Don Pierangelo Rigon
Ancignano

Poco più di un anno fa, esattamente il 14 settembre, entrava in vigore il motu proprio di Benedetto XVI sulla liberalizzazione della cosiddetta Messa tridentina, di San Pio V, o più semplicemente ma con imprecisione, “Messa in latino”. La Messa nella quale, dice e scrive ancora qualcuno con senso di ripulsa, “il sacerdote volge le spalle ai fedeli”.
Anche a Vicenza, nella chiesa di San Rocco, a partire dalla prima domenica di ottobre, i fedeli che lo desiderano potranno, con serenità, partecipare alla Sacra Liturgia celebrata in questa particolare forma storica.
La scelta di mons. Nosiglia si colloca sulla scia di molte altre analoghe da parte di tanti vescovi nelle più diverse parti del mondo, ma è facile prevedere che le discussioni intorno a questo tema, anche in casa nostra, continueranno ancora per molto.
Qual è stato, ma più ancora quale sarà l'impatto pastorale, liturgico, ecclesiale in genere, di un tale evento, lo dirà la storia.
Noi siamo appena alle cronache, all’ascolto di chi ha gridato al tradimento dello spirito innovatore del Concilio Vaticano II o di chi ha annunciato, con gioia, che è solo l’inizio del pieno ritorno allo status quo ante.
A mio modesto avviso, il Papa non intendeva riportare le lancette dell'orologio della Chiesa e del mondo al 1962, cioè all'anno dell'ultima edizione - da parte del beato Giovanni XXIII - del vecchio Messale. Il suo desiderio, lo dice espressamente, era quello di riappacificare gli animi, di consentire la piena comunione di quanti si erano allontanati dalla Chiesa cattolica anche, ma non solo, a motivo del cambiamento del rito. Per intenderci, i seguaci del vescovo Lefebvre.
Questo nobile e generoso gesto non sembra aver sortito, purtroppo, almeno per ora, il desiderato effetto, almeno in questa direzione. Non c'è solo, infatti, la richiesta legittima del'antico rito a fare da sfondo alla complessa questione del tradizionalismo estremo di costoro. C'è pure l'aperto rifiuto del Concilio Vaticano II in blocco. C'è addirittura, nelle frange più estreme, la contestazione dell'autorità pontificia spinta fino al sedevacantismo che fa ritenere illegittimi tutti i Papi eletti dopo Pio XII.
Il motu proprio, però, se non ha accontentato questi “insaziabili”, come ha di recente pittorescamente definito il card. Hoyos coloro che vorrebbero molto e molto di più, come ad esempio che la basilica papale di Santa Maria Maggiore sull’Esquilino, a Roma, fosse riservata esclusivamente alla celebrazione secondo l’antico rito, ha recuperato alla Chiesa molti altri.
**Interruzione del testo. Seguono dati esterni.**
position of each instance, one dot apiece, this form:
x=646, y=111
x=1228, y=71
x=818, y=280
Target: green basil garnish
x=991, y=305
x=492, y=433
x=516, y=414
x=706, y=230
Quanti sentivano impoverita la preghiera della Chiesa in mancanza di esso, quanti lo aspettavano senza nostalgie risibili ma quale opportunità e dono e anche - perché no? - quegli uomini e donne di cultura che, pur non praticanti assidui, avevano osservato il declino e poi il rifiuto aperto di una magnifico edificio costruito con la pazienza dei secoli in un mirabile fondersi di arti diverse: l’architettura, la musica, il linguaggio, in generale “lo stile" (che oggi si preferisce chiamare “ars celebrandi").

Conosciamo tutti assai bene tutte le obiezioni davanti a richieste che partono da simili presupposti: il mondo cambia; occorre parlare la lingua di oggi; i nostri contemporanei non conoscono più determinati segni e così si sentono spaesati in un simbolismo ben diverso da quello propagandato, mettiamo, dei rituali sportivi o del divertimento; le chiese non sono musei.
Anche papa Ratzinger conosceva e conosce queste obiezioni ma, da uomo intelligentissimo quale tutti riconoscono essere, non si è lasciato incantare da queste sirene: ha studiato, si è confrontato, ha pregato ed infine, con coscienza libera ed illuminata, ci ha dato il motu proprio che passerà alla storia con il nome di “Summorum Pontificum".
Si è appena svolto, a Roma, un convegno organizzato da un gruppo ecclesiale denominatosi “Giovani e Tradizione” e con il Patrocinio della Pontificia Commissione “Ecclesia Dei”. L’assise, alla quale sono stato ben felice di poter partecipare, intendeva fare un bilancio del motu proprio ad un anno di distanza, un primo tentativo, dunque, di cogliere nella possibilità concessa da papa Benedetto una vera “ricchezza spirituale per tutta la Chiesa”.

Purtroppo le ideologie, anche teologiche, pastorali e liturgiche, non permettono ancora di parlare dell’uso del Messale del 1962 con sufficiente lucidità e apertura mentale. La rigidità di certi schemi che vorrebbe opporre conciliaristi e anticonciliaristi impediscono la serenità di un dialogo sicuramente fruttuoso tra le diverse anime del cattolicesimo.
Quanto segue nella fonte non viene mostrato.